AVERGONZADO DE
MI VERGÜENZA
Cuando sentimos vergüenza, básicamente percibimos una humillante sensación de indignidad. De que algo interno muy profundo en nosotros está equivocado, de que ya de base estamos mal. Es así como perdemos la conexión con nosotros mismos, la misma que nos conecta con la energía vital que nos ha sostenido desde que nacimos.

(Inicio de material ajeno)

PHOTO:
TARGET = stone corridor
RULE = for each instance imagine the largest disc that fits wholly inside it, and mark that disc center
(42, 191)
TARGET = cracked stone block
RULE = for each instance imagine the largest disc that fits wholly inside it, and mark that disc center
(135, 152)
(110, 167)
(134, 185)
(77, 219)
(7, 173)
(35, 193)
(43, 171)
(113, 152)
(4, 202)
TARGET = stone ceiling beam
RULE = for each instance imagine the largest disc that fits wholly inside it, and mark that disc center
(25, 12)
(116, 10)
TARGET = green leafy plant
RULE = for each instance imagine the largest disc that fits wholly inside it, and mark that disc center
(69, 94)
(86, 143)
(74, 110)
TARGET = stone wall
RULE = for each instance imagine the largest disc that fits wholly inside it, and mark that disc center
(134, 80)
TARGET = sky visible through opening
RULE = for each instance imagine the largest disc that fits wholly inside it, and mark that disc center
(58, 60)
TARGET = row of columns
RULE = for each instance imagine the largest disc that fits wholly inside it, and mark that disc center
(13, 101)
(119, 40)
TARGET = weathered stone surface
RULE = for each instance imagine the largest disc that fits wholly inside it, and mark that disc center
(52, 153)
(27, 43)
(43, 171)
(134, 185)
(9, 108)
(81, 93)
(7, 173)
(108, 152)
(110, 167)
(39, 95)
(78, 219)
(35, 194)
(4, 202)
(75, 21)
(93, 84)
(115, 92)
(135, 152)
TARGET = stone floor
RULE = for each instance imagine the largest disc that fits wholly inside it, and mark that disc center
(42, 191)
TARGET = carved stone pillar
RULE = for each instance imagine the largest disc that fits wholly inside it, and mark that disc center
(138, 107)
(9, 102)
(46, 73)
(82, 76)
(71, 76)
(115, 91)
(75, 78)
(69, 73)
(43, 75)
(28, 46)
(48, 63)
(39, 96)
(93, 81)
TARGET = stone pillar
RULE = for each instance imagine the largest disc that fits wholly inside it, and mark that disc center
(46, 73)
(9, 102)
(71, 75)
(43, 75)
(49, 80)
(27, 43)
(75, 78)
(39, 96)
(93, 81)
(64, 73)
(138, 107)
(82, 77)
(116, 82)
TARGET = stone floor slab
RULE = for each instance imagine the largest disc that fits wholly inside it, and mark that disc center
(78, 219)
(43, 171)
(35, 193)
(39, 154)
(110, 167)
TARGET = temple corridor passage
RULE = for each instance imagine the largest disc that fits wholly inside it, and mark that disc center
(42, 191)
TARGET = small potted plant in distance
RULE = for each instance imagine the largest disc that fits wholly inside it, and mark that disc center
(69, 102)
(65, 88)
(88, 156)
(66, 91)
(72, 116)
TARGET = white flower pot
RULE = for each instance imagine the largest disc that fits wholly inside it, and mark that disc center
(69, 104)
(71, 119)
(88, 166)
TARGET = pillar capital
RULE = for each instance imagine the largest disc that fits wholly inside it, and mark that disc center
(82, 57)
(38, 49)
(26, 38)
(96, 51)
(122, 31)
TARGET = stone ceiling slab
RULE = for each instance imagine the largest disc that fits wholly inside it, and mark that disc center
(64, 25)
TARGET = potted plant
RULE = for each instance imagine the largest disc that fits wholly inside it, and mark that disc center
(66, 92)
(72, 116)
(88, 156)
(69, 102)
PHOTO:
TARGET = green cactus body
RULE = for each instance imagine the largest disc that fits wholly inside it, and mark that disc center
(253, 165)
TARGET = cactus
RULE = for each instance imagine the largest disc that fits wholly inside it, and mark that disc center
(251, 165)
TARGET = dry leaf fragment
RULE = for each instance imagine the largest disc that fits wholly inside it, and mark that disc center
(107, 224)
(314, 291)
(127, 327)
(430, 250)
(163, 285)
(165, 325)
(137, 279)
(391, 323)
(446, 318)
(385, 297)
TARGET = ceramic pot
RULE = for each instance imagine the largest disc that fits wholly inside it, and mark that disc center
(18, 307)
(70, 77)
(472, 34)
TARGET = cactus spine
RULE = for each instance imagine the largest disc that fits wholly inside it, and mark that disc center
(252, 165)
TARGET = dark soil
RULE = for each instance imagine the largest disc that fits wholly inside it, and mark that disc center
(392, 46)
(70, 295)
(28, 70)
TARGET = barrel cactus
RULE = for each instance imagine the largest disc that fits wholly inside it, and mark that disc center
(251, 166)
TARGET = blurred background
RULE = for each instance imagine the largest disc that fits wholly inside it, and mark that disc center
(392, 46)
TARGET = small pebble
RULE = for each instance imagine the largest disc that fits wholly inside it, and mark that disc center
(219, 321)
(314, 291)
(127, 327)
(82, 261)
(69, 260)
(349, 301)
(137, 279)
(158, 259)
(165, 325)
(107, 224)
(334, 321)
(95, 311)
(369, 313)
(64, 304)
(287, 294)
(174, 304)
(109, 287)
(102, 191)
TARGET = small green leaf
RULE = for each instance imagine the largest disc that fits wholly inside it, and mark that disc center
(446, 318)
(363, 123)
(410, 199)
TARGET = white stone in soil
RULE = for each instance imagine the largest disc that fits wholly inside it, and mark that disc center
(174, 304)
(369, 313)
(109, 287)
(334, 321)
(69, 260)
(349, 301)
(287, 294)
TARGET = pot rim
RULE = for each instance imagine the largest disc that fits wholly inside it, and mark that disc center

La vergüenza nos divide por dentro, juzgando unas partes como deseables y otras como descartables, que aprenderemos a rechazar para lograr recibir el reconocimiento externo que necesitamos para sobrevivir. Y así, a través de la vergüenza, nos alejamos de nosotros, expulsándonos a una mirada externa que juzga atributos o partes propias como defectos, o incluso negando y repudiando todo lo que estamos siendo.
Este intenso sentimiento interno, que nos anula tal y como somos, no siempre estuvo ahí. Cuando llegamos no existía tal mirada de autojuicio y desprecio. Al nacer una fuerza de pura aceptación nos acompaña y empuja a entregarnos a la vida y al amor… que por aquel entonces son lo mismo, hasta que aprendemos a separarlos.

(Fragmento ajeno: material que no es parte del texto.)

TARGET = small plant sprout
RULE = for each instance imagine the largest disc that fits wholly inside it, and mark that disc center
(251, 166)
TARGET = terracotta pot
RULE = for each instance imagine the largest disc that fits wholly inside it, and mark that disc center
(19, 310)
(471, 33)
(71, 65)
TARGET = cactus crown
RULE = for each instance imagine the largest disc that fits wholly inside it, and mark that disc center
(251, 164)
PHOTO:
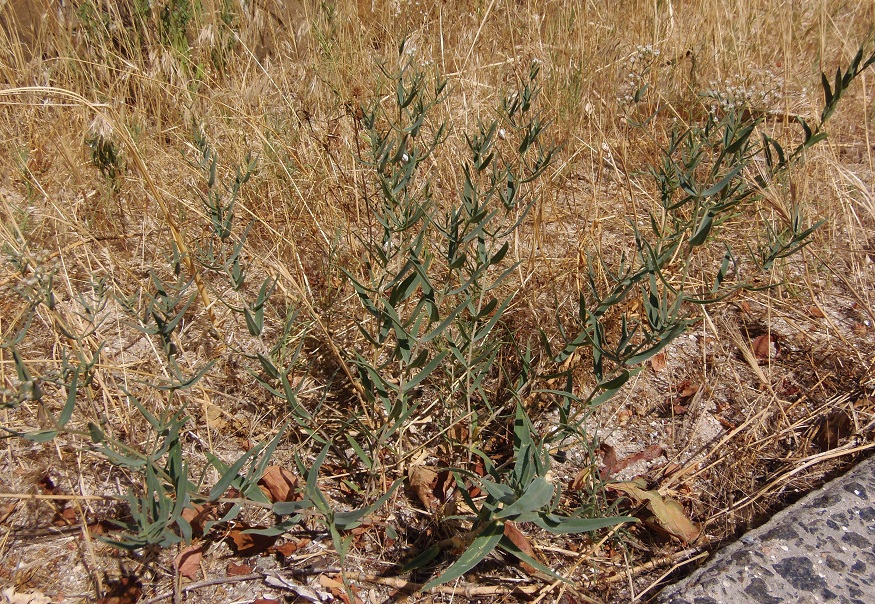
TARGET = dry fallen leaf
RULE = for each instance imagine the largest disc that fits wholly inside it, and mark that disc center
(766, 347)
(338, 590)
(658, 362)
(669, 513)
(10, 597)
(289, 548)
(248, 544)
(609, 460)
(213, 416)
(518, 539)
(197, 516)
(235, 570)
(188, 562)
(648, 454)
(127, 590)
(423, 481)
(6, 511)
(279, 484)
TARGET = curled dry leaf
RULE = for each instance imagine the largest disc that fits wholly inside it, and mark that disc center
(289, 548)
(248, 544)
(126, 590)
(648, 454)
(518, 539)
(197, 516)
(279, 484)
(766, 347)
(423, 480)
(658, 362)
(188, 561)
(235, 570)
(10, 597)
(669, 513)
(6, 511)
(213, 416)
(609, 460)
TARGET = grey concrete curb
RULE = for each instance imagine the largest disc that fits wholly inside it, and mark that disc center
(821, 549)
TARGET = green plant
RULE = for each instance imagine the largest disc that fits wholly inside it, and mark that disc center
(704, 181)
(435, 290)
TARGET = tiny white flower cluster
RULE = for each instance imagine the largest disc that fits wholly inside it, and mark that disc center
(635, 69)
(760, 91)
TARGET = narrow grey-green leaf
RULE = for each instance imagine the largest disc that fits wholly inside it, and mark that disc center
(538, 494)
(482, 545)
(426, 371)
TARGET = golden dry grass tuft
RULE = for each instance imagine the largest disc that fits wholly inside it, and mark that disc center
(766, 395)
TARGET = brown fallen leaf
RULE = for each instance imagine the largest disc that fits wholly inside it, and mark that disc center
(213, 416)
(126, 590)
(669, 513)
(34, 597)
(235, 570)
(581, 479)
(658, 362)
(279, 484)
(66, 517)
(197, 516)
(289, 548)
(423, 480)
(338, 589)
(766, 347)
(6, 511)
(248, 544)
(188, 561)
(687, 389)
(609, 459)
(518, 539)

Lo aprendemos a través de nuestros adultos (como lo aprendieron también ellos a su edad) cuando nos ponen condiciones para recibir el amor que requerimos para sobrevivir.
En lugar de reafirmarnos tal y como somos, aprendemos que para merecer amor antes debemos cumplir una serie de requisitos: adaptarnos a las expectativas y normas de mamá y papá, que pronto serán también las «leyes» y los «debes» del mundo.
Es así como cubrimos nuestra naturaleza esencial de autoestima, espontaneidad, autenticidad y honestidad… olvidando el entusiasmo y la confianza original que trajimos, para sustituirlos por los temores, las dudas y las inseguridades heredados de los adultos.
UN JUICIO INTERIORIZADO
Nos avergonzamos de todo cuanto no encaja en los patrones que empezamos a aprender entonces, y la voz de juicio, castigo y recriminación externa termina siendo interiorizada como un poderoso pensamiento que nos condiciona y sabotea a diario. Hasta el punto de tener vergüenza por asumir que nos sentimos inseguros, incómodos o vulnerables.
Nos avergonzamos de nuestra vergüenza, porque aceptarla como propia significa aceptar que somos vulnerables, imperfectos e ignorantes. Porque, para vivir y desarrollarnos en este mundo, aprendimos que «debemos» ser fuertes, perfectos y saberlo todo; o, por lo menos, aparentarlo.
No es hasta que asumimos nuestra vergüenza y lo que esta protege, que descubrimos el gran regalo que guarda:
Que la mayor fortaleza está en aceptar nuestra vulnerabilidad.
Que no podemos sentirnos perfectos hasta que abracemos nuestra imperfección.
Y que reconocer nuestra ignorancia es el primer paso para saber quienes somos realmente.